Most people, upon hearing mention of the phrase “radiofrequency,” will automatically think of the top 40 offerings of their favourite FM station. So when doctors talk about using radiofrequency treatment to give their patients’ faces a rejuvenated look, there is an understandable level of confusion.
Will turning up your car stereo get rid of your wrinkles? Don’t count on it. But by delivering energy at the same frequency as these waves, albeit at a much more intense level, to the underlying tissues of the face, doctors have found that they can heat up these tissues to elicit both immediate and long-lasting tightening effects – in essence, a younger, firmer look.
Of course, radiofrequency treatment isn’t the first procedure that has been devised around this particular principle.
“Before radiofrequency technology came about, we had lasers,” Dr. Wu notes. “Cooltouch makes use of the same principle, but it uses a laser. IPL (intense pulsed light) uses a light to deliver heat. Ultrasound uses ultrasound waves to deliver heat. There are also infrared devices that are designed to deliver heat.”
The delivery of heat to underlying tissues, it turns out, is one very effective way to elicit changes in the skin that make it appear firmer, healthier and younger. The reason this happens lies in the inherent properties of a substance beneath the skin of our faces that we’ve all heard about – collagen. Heat it to a high enough temperature, and collagen will tighten. Not only that, if you heat the collagen-producing layer of the skin repeatedly over a certain period of time, it will produce even more of the stretchy stuff, granting the face a tighter, younger appearance.
“As the skin regenerates collagen, it becomes firmer and tighter,” Dr. Wu explains. “This, in turn, decreases pore size and the depth of acne scars. That is the theory behind it.”
But, he adds, there’s a catch; while it might be good to deliver heat to the lower layers of the skin, too much heat in the upper layers of the skin can lead to burns, blemishes and other problems.
“So, the trick is to deliver heat in such a way that the underlying tissues are stimulated without having the upper layers of skin heat up,” Dr. Woffles says. “This is where radiofrequency is quite effective, as this technology spares the surface of the skin but heats up the deeper layers. So in this way, radiofrequency treatment is just another way of heating the skin of the layers of tissue beneath the skin.”
In a way, the way radiofrequency technology delivers heat can be compared to how a microwave oven bakes a frozen lasagne. The energy penetrates the surface and heats the underlying pasta, while sparing the upper levels of the dish. So while maximum heat is delivered in the deeper parts of the lasagne (or in this case, your underlying facial tissues), the surface remains unburnt.
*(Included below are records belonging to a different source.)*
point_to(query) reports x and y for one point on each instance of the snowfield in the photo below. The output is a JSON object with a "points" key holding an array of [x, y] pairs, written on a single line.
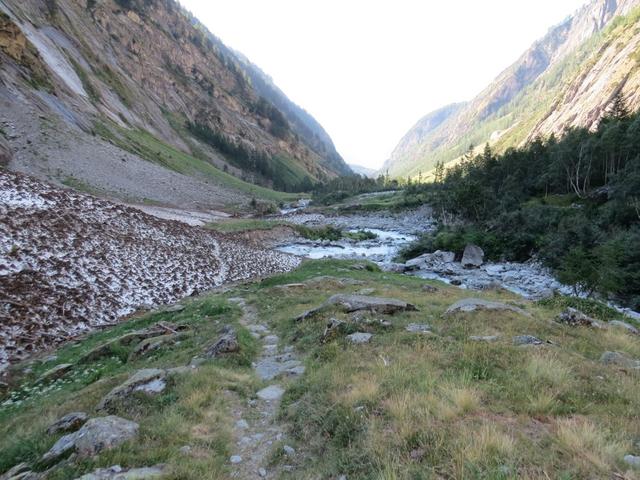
{"points": [[70, 262]]}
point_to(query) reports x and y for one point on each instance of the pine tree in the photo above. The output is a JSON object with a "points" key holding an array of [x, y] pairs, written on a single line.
{"points": [[438, 174]]}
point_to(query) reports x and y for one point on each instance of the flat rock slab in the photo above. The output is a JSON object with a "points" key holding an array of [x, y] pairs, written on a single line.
{"points": [[149, 380], [474, 304], [418, 328], [104, 433], [354, 303], [118, 473], [359, 337], [620, 359], [484, 338], [527, 340], [68, 423], [269, 368], [272, 392], [63, 447], [95, 435]]}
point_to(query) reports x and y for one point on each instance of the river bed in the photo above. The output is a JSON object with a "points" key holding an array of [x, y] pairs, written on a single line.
{"points": [[394, 231]]}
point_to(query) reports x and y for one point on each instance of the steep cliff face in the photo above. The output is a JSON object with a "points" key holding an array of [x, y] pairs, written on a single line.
{"points": [[565, 79], [132, 72]]}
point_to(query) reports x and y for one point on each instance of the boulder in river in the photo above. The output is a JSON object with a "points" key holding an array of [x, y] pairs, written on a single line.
{"points": [[431, 261], [354, 303], [575, 318], [473, 256]]}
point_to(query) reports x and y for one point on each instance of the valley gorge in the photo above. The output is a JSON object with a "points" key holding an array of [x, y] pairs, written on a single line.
{"points": [[195, 285]]}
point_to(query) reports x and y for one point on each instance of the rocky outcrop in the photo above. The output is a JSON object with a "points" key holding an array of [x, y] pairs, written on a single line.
{"points": [[68, 423], [55, 373], [472, 257], [98, 434], [474, 304], [149, 380], [359, 337], [620, 359], [116, 260], [227, 343], [118, 473], [574, 318], [354, 303]]}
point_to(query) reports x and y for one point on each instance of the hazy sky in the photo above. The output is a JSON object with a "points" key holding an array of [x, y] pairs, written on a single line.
{"points": [[367, 70]]}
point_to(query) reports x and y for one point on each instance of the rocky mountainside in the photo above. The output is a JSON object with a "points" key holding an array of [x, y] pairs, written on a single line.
{"points": [[568, 78], [96, 93], [365, 171], [70, 263]]}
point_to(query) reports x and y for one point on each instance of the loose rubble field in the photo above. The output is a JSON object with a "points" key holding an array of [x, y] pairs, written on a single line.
{"points": [[335, 370], [70, 262]]}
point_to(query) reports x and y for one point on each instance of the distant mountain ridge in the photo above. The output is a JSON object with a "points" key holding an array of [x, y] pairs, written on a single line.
{"points": [[142, 75], [543, 92]]}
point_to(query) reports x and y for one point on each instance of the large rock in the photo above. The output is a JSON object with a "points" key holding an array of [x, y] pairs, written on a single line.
{"points": [[227, 343], [571, 316], [20, 472], [149, 380], [103, 433], [118, 473], [431, 261], [68, 423], [62, 448], [474, 304], [106, 349], [359, 337], [354, 303], [272, 392], [624, 325], [152, 344], [473, 256]]}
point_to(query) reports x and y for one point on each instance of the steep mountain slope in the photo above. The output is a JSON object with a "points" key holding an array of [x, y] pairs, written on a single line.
{"points": [[137, 89], [365, 171], [567, 78]]}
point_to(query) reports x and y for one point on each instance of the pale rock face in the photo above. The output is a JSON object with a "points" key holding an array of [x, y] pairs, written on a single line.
{"points": [[186, 71]]}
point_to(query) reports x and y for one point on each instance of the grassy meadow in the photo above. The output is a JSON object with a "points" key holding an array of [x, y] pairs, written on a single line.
{"points": [[403, 406]]}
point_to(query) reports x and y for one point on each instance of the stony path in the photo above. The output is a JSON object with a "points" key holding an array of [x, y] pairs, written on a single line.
{"points": [[257, 431]]}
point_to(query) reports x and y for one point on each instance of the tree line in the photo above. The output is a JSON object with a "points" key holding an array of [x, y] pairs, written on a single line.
{"points": [[572, 202]]}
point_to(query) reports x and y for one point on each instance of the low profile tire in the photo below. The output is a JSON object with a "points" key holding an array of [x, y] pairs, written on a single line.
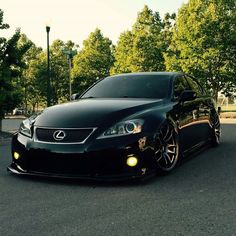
{"points": [[167, 149], [216, 130]]}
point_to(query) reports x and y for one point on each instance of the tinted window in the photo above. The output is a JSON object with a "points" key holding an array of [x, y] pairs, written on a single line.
{"points": [[181, 84], [133, 86]]}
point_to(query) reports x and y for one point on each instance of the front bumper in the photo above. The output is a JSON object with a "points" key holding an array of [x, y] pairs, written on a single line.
{"points": [[102, 159]]}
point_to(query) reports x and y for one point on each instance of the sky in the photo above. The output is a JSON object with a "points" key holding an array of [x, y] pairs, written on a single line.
{"points": [[76, 19]]}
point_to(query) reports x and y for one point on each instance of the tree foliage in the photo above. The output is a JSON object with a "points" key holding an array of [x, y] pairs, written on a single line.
{"points": [[204, 43], [93, 61], [141, 49], [11, 65]]}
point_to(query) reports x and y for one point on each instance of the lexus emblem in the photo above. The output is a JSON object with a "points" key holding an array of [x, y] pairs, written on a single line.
{"points": [[59, 135]]}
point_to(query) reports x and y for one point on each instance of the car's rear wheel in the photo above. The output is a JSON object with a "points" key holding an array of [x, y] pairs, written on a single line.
{"points": [[167, 149], [216, 130]]}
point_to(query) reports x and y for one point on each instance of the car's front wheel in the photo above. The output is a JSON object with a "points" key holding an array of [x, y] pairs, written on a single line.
{"points": [[167, 149]]}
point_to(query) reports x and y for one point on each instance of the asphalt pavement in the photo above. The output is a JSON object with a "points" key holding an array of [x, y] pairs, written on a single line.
{"points": [[198, 198]]}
“It’s an interesting analogy, especially because in medical terms, we do refer to it sometimes as ‘cooking’ the skin,” Dr. Wu notes.
So what are the leading tools out there that allow doctors to “cook” years off of your face? Dr. Wu says that two machines in particular stand out from the pack. One of these machines is known as INDIBA, while the other is called Thermage. Though these two machines offer patients very different options when it comes to rejuvenation, they both exploit radiofrequency radiation in a way that gives patients a significantly rejuvenated look.
Though radiofrequency may have just recently entered the cosmetic arena, Dr. Wu says that this type of radiofrequency treatment has been employed in the past for other therapeutic purposes.
“This is not new technology,” he says. “It has actually been around for about 30 years, mainly to treat arthritic joints and pain, and it can be used for breast capsules, to soften them.”